Liggins had no life insurance and her family paid out of pocket most of a $6,073 bill from Allen & Associates Mortuary to cover funeral expenses, according to a victim impact statement.
Kaylor, meanwhile, was admitted to Moses Cone Memorial Hospital on the night of the accident. Medical records indicate that he required surgery to repair a scalp laceration, and an ear was nearly torn from his head. His discharge summary showed that he sustained traumatic brain injury with a concussion and a bruised chest in the accident, stating that “he was confused intermittently following his admission and was felt to be post-concussive as well as decreased mental status secondary to significant poly substance abuse.”
The elderly driver was discharged from Moses Cone 15 days after the accident. He failed to appear in court to answer for his drug charges on June 11, a date that fell midway in a five-week stay at Britthaven of Guilford Nursing and Rehabilitation Center.
An affidavit of indigency signed by Kaylor indicates that he earned an annual income of about $7,175.
On Aug. 20, Guilford County Superior Court Judge Stuart Albright sentenced Kaylor to up to 14 months in prison. The bulk of the sentence – 10-12 months – stemmed from the drug charges, with Liggins’ death adding two months.
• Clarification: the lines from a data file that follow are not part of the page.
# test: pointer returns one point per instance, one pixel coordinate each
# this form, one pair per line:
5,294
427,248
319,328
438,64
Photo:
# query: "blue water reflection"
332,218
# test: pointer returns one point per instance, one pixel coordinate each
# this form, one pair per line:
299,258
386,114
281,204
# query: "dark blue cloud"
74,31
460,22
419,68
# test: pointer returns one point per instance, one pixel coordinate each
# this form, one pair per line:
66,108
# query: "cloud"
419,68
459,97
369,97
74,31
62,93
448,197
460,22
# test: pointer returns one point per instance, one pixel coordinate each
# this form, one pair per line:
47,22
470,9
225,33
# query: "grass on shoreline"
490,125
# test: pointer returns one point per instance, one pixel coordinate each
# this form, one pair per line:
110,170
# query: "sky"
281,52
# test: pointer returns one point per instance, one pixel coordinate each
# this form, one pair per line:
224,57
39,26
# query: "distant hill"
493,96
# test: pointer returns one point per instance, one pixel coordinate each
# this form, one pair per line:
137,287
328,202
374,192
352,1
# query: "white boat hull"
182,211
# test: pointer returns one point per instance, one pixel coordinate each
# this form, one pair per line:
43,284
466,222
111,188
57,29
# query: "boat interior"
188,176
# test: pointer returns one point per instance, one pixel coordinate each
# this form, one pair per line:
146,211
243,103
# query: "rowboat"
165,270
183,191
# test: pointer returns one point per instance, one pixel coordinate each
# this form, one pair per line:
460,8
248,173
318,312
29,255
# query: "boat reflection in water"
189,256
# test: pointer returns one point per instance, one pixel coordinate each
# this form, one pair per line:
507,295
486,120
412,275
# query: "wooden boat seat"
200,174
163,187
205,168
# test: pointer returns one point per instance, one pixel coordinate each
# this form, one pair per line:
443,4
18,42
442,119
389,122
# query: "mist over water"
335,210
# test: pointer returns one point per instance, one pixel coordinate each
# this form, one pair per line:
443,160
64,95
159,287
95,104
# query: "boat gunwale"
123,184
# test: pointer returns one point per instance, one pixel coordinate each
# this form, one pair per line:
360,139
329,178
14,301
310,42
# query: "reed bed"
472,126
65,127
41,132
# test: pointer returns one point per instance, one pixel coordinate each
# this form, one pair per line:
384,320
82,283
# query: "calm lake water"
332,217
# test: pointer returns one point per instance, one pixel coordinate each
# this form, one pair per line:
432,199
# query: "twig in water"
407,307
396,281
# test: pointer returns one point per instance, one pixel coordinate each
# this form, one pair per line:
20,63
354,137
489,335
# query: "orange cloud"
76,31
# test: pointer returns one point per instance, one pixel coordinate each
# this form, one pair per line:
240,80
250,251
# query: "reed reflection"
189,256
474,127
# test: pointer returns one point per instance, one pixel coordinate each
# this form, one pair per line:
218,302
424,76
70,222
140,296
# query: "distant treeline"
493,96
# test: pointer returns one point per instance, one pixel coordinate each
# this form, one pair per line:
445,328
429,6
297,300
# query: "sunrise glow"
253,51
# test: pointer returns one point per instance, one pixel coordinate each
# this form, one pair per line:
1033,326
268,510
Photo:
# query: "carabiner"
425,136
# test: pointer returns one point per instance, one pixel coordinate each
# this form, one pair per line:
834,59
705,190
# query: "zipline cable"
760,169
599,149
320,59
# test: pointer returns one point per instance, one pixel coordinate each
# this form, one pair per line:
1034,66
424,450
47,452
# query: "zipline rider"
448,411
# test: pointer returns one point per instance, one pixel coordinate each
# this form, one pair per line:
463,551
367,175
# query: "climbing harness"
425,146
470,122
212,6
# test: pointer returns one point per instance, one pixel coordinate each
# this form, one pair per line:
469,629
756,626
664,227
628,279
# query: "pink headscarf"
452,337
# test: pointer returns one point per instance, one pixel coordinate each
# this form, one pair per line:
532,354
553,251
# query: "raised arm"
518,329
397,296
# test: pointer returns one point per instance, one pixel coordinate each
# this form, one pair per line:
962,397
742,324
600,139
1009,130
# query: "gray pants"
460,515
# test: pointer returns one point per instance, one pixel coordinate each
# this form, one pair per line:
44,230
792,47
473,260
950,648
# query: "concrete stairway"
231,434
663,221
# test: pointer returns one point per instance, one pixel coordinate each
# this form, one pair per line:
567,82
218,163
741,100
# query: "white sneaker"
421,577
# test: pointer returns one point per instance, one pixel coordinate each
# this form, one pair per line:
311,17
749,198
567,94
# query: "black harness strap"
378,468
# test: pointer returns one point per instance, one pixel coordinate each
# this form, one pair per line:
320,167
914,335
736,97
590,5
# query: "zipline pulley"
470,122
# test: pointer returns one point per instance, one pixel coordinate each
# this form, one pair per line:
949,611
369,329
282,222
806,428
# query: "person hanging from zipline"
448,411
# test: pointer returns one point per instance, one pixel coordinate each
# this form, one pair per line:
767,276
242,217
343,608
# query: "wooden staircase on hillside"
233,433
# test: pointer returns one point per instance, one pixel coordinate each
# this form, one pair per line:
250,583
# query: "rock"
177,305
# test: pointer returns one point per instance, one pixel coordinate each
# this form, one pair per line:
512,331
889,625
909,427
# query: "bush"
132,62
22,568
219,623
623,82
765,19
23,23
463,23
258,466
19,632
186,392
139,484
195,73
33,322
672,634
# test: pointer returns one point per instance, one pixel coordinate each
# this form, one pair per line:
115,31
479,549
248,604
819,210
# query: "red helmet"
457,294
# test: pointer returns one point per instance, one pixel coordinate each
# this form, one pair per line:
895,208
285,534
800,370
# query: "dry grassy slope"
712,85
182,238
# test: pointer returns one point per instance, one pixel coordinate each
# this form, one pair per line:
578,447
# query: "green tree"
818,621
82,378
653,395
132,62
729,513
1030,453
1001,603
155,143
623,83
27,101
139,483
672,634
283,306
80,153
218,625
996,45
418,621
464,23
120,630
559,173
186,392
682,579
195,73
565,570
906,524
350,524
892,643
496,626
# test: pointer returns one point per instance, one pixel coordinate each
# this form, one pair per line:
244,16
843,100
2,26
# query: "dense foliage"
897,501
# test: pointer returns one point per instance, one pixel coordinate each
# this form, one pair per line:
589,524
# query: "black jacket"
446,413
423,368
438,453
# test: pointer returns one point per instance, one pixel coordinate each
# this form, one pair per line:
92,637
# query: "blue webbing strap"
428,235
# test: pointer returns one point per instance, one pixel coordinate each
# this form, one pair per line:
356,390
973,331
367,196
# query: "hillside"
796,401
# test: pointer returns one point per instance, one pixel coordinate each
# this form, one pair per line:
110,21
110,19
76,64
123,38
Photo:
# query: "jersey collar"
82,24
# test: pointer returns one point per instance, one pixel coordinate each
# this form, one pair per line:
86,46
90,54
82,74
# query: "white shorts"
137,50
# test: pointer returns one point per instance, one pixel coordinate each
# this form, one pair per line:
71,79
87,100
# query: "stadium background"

Albright also ordered Kaylor to pay Liggins’ family to cover her funeral expenses and recommended the defendant for substance abuse treatment.
Eight days after being processed into Central Prison in Raleigh, Kaylor was transferred to McCain Correctional Hospital, a former state tuberculosis sanatorium. While the ailing and infirm receive care from a medical staff numbering some 135, the facility’s webpage notes that healthy inmates “participate in recreation programs like horseshoes or morning exercise classes, ceramics” and group therapy for depression.
Kaylor’s projected release date is Aug. 15, 2008.